Step 2: Prep Streaming/Library Data
Please refer to my previous article, Visualizing Spotify Data with Python and Tableau. Note the only change is that when we merge the two dataframes, we will drop all the streamed songs that are not in our library by filtering out the null values (see below).
# create final dict as a copy df_stream
df_tableau = df_stream.copy()
# left join with df_library on UniqueID to bring in album and track_uri
df_tableau = pd.merge(df_tableau, df_library[['album','UniqueID','track_uri']],how='left',on=['UniqueID'])
# drop all songs that aren't in our Library, aka library data values like track uri not filled in
df_tableau = df_tableau[df_tableau['track_uri'].notna()]
df_tableau.head()
Step 3: Create New Spotify Project
Log into your developer account here. In your dashboard, create a new project. Once created, you can retrieve your ‘Client ID’ and ‘Client Secret.’ We’ll use these in Step 4.
Step 4: Create Audio Feature Dataframe using Spotify’s API
First we’ll use our Client ID and Client Secret to generate an access token so we can pull data from Spotify’s API. Note: this token has to be regenerated after one hour. I figured out how to do this using the help of this post.
# save your IDs from new project in Spotify Developer Dashboard
CLIENT_ID = 'PASTE-YOURS-HERE'
CLIENT_SECRET = 'PASTE-YOURS-HERE'
# generate access token
# authentication URL
AUTH_URL = 'https://accounts.spotify.com/api/token'
# POST
auth_response = requests.post(AUTH_URL, {
'grant_type': 'client_credentials',
'client_id': CLIENT_ID,
'client_secret': CLIENT_SECRET,
})
# convert the response to JSON
auth_response_data = auth_response.json()
# save the access token
access_token = auth_response_data['access_token']
# used for authenticating all API calls
headers = {'Authorization': 'Bearer {token}'.format(token=access_token)}
# base URL of all Spotify API endpoints
BASE_URL = 'https://api.spotify.com/v1/'
Now we’ll pull the metrics associated with each track_uri in our library and add them to a dictionary. I’ve chosen the six metrics listed above, but check out Spotify’s console to find out how to pull the metrics you’re interested in.
# create blank dictionary to store audio features
feature_dict = {}
# convert track_uri column to an iterable list
track_uris = df_library['track_uri'].to_list()
# loop through track URIs and pull audio features using the API,
# store all these in a dictionary
for t_uri in track_uris:
feature_dict[t_uri] = {'popularity': 0,
'danceability': 0,
'energy': 0,
'speechiness': 0,
'instrumentalness': 0,
'tempo': 0}
r = requests.get(BASE_URL + 'tracks/' + t_uri, headers=headers)
r = r.json()
feature_dict[t_uri]['popularity'] = r['popularity']

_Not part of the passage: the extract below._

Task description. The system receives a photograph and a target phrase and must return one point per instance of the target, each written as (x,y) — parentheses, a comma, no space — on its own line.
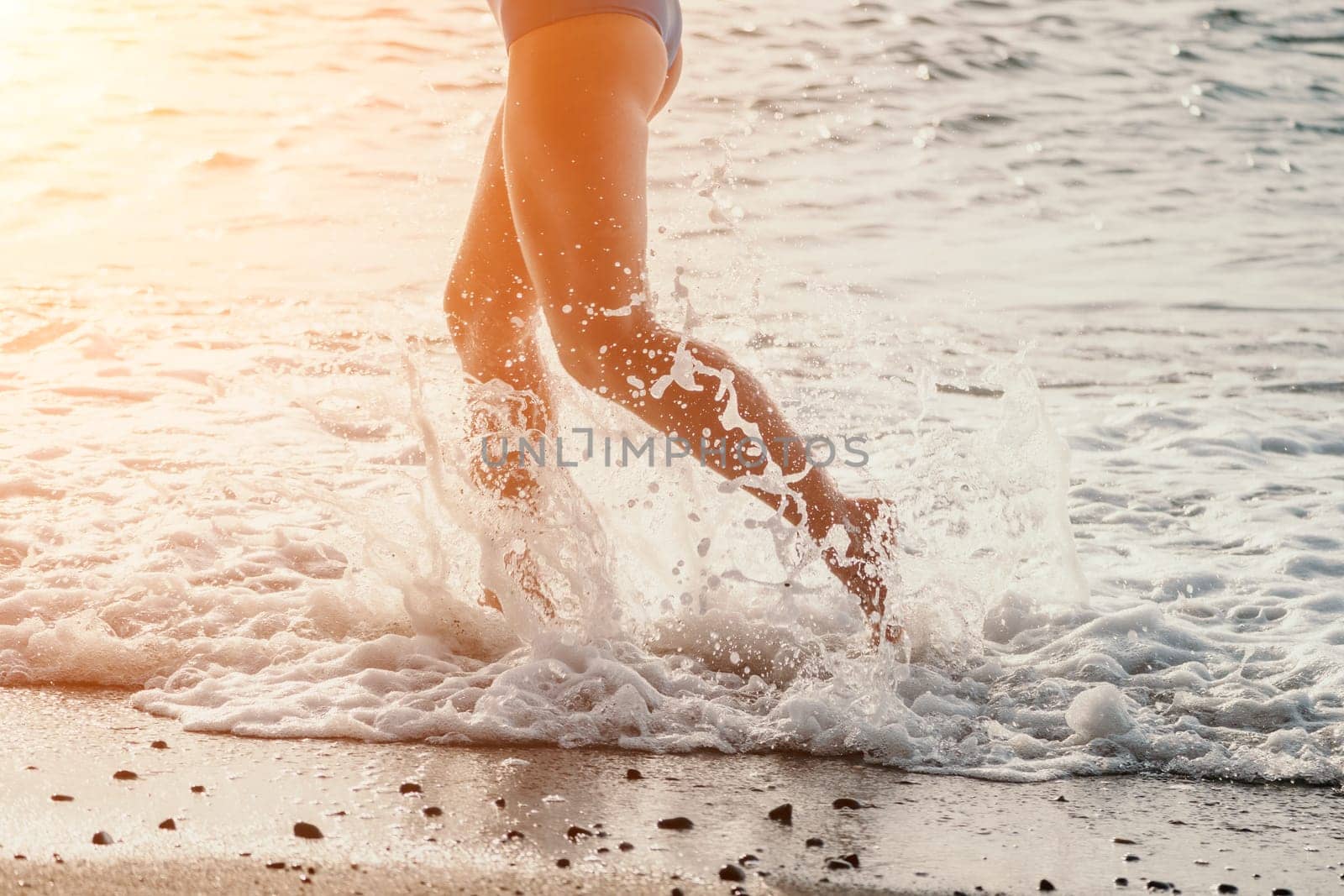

s = requests.get(BASE_URL + 'audio-features/' + t_uri, headers=headers)
s = s.json()
feature_dict[t_uri]['danceability'] = s['danceability']
feature_dict[t_uri]['energy'] = s['energy']
feature_dict[t_uri]['speechiness'] = s['speechiness']
feature_dict[t_uri]['instrumentalness'] = s['instrumentalness']
feature_dict[t_uri]['tempo'] = s['tempo']
We’ll convert this dictionary to a dataframe (df_features) and save df_tableau and df_features as csv files that we can load into Tableau.
# convert dictionary into dataframe with track_uri as the first column
df_features = pd.DataFrame.from_dict(feature_dict, orient='index')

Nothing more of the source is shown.